Parfois, la journaliste doit aussi interroger une It-Girl. La it-Girl étant par définition une fille qui ne fait rien, à par changer de vêtements pour lancer des tendances. Age moyen : 20 ans (la plus vieille étant tout de même Kate Moss, et une des plus jeunes Taylor Momsen). La pauvre enfant se débat dans les affres de sa dure vie (« j’ai rompu avec mon copain, ça allait faire 1 an dans 8 mois qu’on sortait ensemble. C’est tellement dur, je crois que je ne pourrai plus jamais aimer. ») tout en essayant de prouver au monde entier qu’elle ne fait pas la Une des magazines uniquement parce qu’elle va en boîte en petit culotte (ou en jupe et sans petite culotte, c’est selon) ou parce que son père est le chanteur à grosse bouche d’un groupe mondialement connu et sa mère une mannequin exotique (le top du top étant la mannequin égérie du swinging London ayant fait un overdose quand la it-Girl avait 5 ans).

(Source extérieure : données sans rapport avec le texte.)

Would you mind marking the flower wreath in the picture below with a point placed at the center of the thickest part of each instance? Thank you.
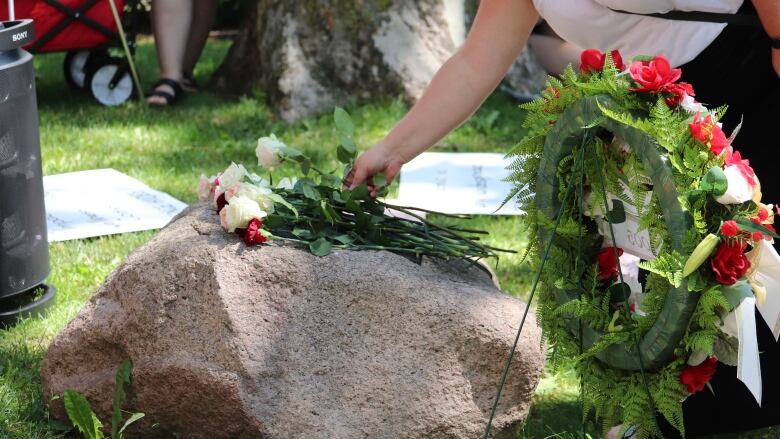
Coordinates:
(624, 174)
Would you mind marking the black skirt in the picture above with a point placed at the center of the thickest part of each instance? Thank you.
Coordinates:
(736, 70)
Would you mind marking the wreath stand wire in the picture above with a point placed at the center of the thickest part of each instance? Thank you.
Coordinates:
(578, 170)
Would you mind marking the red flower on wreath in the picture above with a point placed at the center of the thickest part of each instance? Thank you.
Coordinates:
(735, 159)
(729, 229)
(729, 262)
(709, 133)
(655, 75)
(608, 263)
(592, 60)
(252, 234)
(696, 377)
(678, 91)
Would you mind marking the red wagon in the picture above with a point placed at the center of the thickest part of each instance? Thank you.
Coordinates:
(85, 29)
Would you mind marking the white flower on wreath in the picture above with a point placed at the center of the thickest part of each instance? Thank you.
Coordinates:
(259, 194)
(690, 104)
(239, 213)
(232, 176)
(286, 183)
(268, 151)
(739, 189)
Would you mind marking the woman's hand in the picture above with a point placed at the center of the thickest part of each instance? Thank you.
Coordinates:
(499, 32)
(379, 159)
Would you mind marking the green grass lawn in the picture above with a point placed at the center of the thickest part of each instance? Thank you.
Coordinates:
(169, 149)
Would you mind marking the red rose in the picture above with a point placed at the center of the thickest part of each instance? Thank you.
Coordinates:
(735, 159)
(729, 229)
(729, 262)
(655, 75)
(679, 91)
(592, 60)
(696, 377)
(252, 235)
(763, 215)
(608, 263)
(771, 229)
(709, 133)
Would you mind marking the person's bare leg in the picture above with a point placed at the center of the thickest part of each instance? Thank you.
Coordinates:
(171, 21)
(203, 14)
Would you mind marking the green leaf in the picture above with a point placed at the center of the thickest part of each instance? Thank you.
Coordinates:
(344, 239)
(715, 182)
(330, 181)
(343, 122)
(359, 193)
(290, 153)
(328, 211)
(135, 417)
(274, 221)
(348, 144)
(344, 155)
(276, 198)
(353, 207)
(618, 292)
(736, 292)
(309, 190)
(320, 247)
(303, 233)
(338, 197)
(122, 378)
(618, 213)
(80, 413)
(305, 166)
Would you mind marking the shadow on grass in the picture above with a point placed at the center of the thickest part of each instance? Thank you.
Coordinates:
(21, 403)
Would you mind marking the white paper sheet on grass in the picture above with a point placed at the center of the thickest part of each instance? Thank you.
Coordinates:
(457, 183)
(103, 202)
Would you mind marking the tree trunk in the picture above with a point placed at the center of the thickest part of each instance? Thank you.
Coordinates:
(310, 55)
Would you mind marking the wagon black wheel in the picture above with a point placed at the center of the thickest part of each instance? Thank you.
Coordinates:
(78, 62)
(110, 82)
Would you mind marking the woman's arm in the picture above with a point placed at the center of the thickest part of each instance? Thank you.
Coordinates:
(497, 36)
(769, 13)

La journaliste a alors la tâche exténuante de dissimuler au monde entier la triste vérité, c'est-à-dire qu’une fille de 16 ans, chaussures Balenciaga aux pieds ou pas, ça a pas grand-chose d’intéressant à dire.
Mais jamais, jamais la journaliste n’avouera dans son article qu’elle est verte de jalousie parce que la personne qu’elle interviewe a commencé sa vie en Russie à fouiller les poubelles, est devenue une mannequin mondialement connue qui justifie l’existence de Prada (i.e. Muccia crée des vêtements qui vont effectivement à des personnes), en a profité pour épouser un lord anglais avec qui elle file le parfait amour depuis 10 ans, et a trois enfants sans augmentation proportionnel de son tour de hanche. Et surtout aussi parce que cette mannequin, en plus d’être belle et riche, en plus, en plus, elle est gentille.
et pour ceux qui se demanderaient, c'est pas juste moi qui craque le dimanche après-midi : les anecdotes citées ne sont pas inventées.
et pour ceux qui s'ennuient, vous pouvez essayer de retrouver de qui je parle ^^.